# GPU Acceleration

Let's check out some different PyTorch arithmetic on the CPU vs. GPU!

First, import PyTorch and check the version.
We will also make sure we can access the CUDA GPU.
This should always be your first step!

We'll also set a manual_seed for the random operations. While this isn't strictly neccesary for this experiment, it's good practice as it aids with reproducability.

In [None]:
import torch

print("PyTorch Version:", torch.__version__)

# Help with reproducability of test
torch.manual_seed(2016)

if not torch.cuda.is_available():
    raise OSError("ERROR: No GPU found.")

## Dot Product

Dot products are **extremely** common tensor operations. They are used deep neural networks and linear algebra applications.

A dot product is essentially just a bunch of multiplications and additions.

PyTorch provides the [`torch.tensordot()`](https://pytorch.org/docs/stable/generated/torch.tensordot.html) method.

First, let's define two methods to compute the dot product. One will take place on the CPU and the other on the GPU.

### CPU Timing

The CPU method is trivial!

### GPU Timing

The GPU method has a bit more two it. We must:

1. Send the tensors to the GPU for computation. We call [`torch.to()`](https://pytorch.org/docs/stable/generated/torch.Tensor.to.html) on the tensor to send it to a particular [device](https://pytorch.org/docs/stable/tensor_attributes.html#torch.device)
2. Wait for the GPU to synchronize. According to [the docs](https://pytorch.org/docs/stable/notes/cuda.html#asynchronous-execution), GPU ops take place asynchronously so you need to use synchronize for precise timing.

In [None]:
import pandas as pd
import timeit


# Compute the tensor dot product on CPU
def cpu_dot_product(a, b):
    return torch.tensordot(a, b)


# Send the tensor to GPU then compute dot product
# synchronize() required for timing accuracy, see:
# https://pytorch.org/docs/stable/notes/cuda.html#asynchronous-execution
def gpu_dot_product(a, b):
    a_gpu = a.to("cuda")
    b_gpu = b.to("cuda")
    product = torch.tensordot(a_gpu, b_gpu)
    torch.cuda.synchronize()
    return product

### Running the benchmark

This section declares the start and stop tensor sizes for our test.
You can change `SIZE_LIMIT` and then run again; just know that at some point you will run out of memory!
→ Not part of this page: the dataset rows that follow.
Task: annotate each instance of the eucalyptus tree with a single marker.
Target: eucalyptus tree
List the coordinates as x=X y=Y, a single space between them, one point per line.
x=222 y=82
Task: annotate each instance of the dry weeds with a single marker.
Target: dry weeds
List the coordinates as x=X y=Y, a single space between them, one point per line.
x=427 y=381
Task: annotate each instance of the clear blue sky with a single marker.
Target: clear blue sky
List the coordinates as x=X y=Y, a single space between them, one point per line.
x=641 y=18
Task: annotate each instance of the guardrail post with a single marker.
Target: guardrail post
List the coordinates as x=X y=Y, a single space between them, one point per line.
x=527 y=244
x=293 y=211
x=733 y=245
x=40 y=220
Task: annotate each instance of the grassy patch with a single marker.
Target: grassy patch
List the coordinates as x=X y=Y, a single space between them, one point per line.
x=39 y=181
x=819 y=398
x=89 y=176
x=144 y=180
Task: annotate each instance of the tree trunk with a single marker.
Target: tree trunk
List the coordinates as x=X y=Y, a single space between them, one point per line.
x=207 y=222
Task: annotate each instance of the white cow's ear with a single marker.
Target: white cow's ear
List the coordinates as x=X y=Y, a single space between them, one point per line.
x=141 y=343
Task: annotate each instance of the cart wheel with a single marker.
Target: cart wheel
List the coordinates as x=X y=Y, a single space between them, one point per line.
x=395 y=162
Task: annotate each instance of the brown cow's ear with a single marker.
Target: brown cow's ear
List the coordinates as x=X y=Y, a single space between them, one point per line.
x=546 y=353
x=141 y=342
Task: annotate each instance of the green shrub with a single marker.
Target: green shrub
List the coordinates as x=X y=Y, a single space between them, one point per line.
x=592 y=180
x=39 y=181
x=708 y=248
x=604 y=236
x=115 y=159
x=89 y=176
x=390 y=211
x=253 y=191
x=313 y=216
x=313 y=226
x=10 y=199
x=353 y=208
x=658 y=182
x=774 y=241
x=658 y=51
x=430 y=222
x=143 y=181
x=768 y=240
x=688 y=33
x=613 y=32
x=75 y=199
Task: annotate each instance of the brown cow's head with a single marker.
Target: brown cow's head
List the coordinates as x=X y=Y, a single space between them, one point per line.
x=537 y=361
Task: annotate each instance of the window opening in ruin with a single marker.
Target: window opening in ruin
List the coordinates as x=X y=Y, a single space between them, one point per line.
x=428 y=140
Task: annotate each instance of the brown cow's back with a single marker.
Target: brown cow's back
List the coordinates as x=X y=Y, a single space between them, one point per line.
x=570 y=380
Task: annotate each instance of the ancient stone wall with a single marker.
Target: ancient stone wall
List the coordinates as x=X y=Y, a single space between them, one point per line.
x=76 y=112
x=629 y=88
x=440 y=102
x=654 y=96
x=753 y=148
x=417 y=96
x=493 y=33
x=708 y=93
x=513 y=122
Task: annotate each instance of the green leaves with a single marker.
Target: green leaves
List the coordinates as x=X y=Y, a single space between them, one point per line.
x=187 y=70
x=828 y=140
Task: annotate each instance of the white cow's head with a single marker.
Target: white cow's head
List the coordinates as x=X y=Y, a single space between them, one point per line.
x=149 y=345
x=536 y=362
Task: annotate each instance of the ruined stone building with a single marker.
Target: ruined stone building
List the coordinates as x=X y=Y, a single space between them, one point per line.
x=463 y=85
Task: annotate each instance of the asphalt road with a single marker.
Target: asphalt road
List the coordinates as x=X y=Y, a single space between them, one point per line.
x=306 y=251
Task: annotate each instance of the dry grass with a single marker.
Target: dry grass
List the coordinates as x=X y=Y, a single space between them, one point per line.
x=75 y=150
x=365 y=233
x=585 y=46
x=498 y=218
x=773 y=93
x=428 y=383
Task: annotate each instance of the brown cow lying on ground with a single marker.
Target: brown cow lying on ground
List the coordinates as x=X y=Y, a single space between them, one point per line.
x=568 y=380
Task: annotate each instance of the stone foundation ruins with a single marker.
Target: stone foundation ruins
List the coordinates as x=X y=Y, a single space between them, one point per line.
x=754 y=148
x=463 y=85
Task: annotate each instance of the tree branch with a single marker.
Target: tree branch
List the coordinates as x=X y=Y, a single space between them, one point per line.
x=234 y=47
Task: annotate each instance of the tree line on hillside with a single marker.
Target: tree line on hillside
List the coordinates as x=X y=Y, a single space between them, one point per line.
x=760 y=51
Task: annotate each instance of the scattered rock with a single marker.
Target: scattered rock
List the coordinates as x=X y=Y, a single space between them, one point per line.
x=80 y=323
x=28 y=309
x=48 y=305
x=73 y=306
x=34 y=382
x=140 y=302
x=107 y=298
Next, it does tests at several sizes within this range, doubling each time.

We use [`timeit.timeit()`](https://docs.python.org/3/library/timeit.html#timeit.timeit) for the tests. It will call the function multiple times and then average those times. Timeit is also more accurate than manually calling Python's time function and doing subtraction.

Finally, results are saved into a list that's then exported to a pandas DataFrame for easy viewing.

In [None]:
SIZE_LIMIT = 10000  # where to stop at
tensor_size = 10  # start at size 10
results = []

print("Running with 2D tensors from", tensor_size, "to", SIZE_LIMIT, "square")

# Run the test
while tensor_size < SIZE_LIMIT:
    # Random array
    a = torch.rand(tensor_size, tensor_size)
    b = torch.rand(tensor_size, tensor_size)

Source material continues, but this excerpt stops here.